Sure, CPUs have been coming with their own integrated graphics for a while now. Maybe for the average consumer trying to do business or type some documents, it’s perfectly fine to have just a CPU doing all the work. However, what if you need to do more? Let’s say you wanna edit some videos or pictures at a high quality regularly, maybe you run high levels of video at 4k+ on a big screen. Maybe you like video games and you want to play all of them, and some at high levels. Well then let’s look at the benefits and reasons to get a GPU.
First, let’s discuss what a GPU does in case you don’t know. A GPU does what a CPU can but shouldn’t always do. What I mean by this is it takes t load off of a CPU by doing anything video/graphic related. As the GPU takes that strain off the CPU it can work harder, and more efficiently, at other tasks. In a nutshell, it’s a graphics performance booster, that eases your CPU.
So for most people, they may find a GPU unnecessary. As it seems like something only for gamers. However, the GPU can be used for a lot of purposes. Let’s say you have a cheap CPU, a cheap/decent GPU can help get the strain off the CPU. A GPU will allow you to do things you normally couldn’t do nearly as quickly such as render a video you edited, taking the render time from minutes to seconds.

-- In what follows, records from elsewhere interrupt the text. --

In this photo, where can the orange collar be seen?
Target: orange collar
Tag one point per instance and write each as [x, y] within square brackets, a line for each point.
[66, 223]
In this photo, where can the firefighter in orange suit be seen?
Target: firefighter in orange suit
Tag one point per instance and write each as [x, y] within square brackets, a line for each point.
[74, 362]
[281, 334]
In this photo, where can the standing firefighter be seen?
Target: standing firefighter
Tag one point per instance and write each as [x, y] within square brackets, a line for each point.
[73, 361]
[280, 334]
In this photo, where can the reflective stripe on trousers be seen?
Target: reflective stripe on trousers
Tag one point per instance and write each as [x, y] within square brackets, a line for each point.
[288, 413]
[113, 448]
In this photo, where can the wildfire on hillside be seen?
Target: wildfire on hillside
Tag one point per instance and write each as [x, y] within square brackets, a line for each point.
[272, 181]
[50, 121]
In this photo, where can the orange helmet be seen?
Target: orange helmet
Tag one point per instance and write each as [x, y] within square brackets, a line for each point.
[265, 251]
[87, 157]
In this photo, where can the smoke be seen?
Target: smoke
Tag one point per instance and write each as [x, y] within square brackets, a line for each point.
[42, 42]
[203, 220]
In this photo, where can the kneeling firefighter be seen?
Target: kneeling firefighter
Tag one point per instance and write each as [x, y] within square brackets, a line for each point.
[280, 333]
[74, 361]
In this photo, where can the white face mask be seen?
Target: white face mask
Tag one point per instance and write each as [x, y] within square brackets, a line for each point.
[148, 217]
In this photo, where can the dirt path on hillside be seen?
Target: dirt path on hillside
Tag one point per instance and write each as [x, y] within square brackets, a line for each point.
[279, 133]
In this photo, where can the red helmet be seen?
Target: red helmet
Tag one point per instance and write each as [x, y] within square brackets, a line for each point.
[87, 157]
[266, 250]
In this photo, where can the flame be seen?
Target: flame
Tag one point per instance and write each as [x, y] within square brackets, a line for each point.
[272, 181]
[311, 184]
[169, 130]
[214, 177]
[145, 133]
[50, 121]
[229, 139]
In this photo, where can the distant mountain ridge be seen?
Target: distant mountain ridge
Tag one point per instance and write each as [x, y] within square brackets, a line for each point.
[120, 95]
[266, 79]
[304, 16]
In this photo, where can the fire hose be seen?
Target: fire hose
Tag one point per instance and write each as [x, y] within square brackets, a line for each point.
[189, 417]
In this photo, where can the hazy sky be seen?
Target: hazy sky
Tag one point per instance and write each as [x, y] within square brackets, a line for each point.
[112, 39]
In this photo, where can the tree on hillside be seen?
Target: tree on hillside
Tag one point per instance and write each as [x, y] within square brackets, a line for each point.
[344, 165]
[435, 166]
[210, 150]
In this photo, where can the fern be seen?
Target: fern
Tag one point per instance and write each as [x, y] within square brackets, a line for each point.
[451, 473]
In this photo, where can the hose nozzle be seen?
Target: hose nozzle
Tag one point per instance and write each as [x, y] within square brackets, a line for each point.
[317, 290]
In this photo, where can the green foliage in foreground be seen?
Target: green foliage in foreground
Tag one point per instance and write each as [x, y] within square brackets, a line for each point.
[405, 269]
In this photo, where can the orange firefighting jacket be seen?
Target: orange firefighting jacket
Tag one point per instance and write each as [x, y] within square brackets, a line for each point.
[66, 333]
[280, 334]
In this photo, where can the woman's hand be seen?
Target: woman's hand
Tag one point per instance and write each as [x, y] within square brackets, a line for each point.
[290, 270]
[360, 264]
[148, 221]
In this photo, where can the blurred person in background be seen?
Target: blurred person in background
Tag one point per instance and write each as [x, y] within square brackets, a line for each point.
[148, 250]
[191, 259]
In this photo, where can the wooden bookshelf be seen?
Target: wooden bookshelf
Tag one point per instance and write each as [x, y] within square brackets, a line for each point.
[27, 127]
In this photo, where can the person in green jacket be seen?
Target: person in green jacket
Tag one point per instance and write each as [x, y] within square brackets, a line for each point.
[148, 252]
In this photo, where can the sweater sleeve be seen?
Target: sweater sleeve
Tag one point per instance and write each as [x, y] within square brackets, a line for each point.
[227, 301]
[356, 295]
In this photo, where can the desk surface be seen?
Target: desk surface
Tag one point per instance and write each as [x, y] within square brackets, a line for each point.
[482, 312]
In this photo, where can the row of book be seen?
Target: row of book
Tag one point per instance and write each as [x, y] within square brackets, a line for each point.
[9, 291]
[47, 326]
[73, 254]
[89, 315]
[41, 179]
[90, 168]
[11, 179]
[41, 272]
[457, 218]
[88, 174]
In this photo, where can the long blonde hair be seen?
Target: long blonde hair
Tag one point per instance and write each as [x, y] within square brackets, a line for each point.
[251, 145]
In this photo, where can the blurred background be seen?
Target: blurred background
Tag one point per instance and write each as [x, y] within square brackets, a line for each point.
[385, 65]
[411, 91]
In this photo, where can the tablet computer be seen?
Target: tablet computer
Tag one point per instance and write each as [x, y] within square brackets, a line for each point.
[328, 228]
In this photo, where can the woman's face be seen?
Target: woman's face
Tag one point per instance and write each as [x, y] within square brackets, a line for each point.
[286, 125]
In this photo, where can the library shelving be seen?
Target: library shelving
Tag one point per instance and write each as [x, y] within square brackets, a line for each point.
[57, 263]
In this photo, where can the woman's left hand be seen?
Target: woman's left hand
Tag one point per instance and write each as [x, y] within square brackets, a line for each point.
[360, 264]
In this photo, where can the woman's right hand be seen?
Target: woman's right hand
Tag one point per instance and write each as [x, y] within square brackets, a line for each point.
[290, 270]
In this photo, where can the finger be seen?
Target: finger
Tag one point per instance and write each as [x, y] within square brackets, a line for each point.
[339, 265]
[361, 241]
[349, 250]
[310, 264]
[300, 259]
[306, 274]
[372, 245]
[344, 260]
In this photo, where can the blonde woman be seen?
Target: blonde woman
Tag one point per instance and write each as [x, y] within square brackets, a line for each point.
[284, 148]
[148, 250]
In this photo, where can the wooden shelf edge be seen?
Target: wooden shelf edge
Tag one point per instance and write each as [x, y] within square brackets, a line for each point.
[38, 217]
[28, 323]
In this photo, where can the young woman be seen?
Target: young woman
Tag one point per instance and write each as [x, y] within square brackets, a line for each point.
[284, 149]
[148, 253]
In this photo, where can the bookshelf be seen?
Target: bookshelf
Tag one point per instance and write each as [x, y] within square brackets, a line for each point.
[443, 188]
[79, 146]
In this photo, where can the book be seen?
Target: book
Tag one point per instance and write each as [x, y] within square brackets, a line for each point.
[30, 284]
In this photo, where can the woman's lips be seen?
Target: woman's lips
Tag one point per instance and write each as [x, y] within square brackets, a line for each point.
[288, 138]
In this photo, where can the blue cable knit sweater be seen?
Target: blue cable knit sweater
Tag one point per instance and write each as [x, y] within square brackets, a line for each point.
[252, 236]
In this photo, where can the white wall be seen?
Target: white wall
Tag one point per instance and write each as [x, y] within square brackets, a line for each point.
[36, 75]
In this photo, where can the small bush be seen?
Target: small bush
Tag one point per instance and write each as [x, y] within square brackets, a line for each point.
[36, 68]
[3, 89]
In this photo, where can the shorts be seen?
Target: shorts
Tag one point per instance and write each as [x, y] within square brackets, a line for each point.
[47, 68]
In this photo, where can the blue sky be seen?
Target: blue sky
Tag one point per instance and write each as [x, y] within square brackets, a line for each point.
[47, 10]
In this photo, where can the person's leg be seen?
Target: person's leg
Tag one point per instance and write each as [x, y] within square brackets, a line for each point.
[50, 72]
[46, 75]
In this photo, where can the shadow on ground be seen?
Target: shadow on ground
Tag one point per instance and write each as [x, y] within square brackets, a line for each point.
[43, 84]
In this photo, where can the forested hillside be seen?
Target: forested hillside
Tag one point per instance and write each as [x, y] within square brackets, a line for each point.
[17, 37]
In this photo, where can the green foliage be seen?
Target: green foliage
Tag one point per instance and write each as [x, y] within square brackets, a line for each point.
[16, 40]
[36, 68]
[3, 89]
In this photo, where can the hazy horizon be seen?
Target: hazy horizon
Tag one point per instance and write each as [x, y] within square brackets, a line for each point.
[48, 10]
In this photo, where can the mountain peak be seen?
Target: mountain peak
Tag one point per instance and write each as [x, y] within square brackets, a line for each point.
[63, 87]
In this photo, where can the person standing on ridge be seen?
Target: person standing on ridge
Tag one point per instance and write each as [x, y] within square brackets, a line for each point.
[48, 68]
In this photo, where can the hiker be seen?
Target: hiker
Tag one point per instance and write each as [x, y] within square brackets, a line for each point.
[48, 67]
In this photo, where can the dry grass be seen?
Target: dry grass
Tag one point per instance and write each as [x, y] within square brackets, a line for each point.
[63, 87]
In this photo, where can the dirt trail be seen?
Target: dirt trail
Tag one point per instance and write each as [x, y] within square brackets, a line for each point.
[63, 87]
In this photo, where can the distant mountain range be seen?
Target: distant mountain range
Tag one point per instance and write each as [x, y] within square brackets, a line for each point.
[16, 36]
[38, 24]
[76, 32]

Which reminds me as to why it’s a very important tool for artists, game designers, and filmmakers. As without it times to process that graphical information will greatly increase costing people time and money. As these are valuable assets a GPU is important for people with business in digital graphics.
But for most of you, the GPU is, for one thing, gaming. As gaming requires HEAVY video processing very quickly almost all CPUs can’t keep up with modern games at the levels that gamers want. As the GPU will handle all the video and the CPU will handle other tasks the games can run smoother and at a higher quality.
So for most people, I’d say a GPU may not be needed, as the average person is just doing business on their computer, but a GPU requirement varies depending on a multitude of situations, like profession and interests.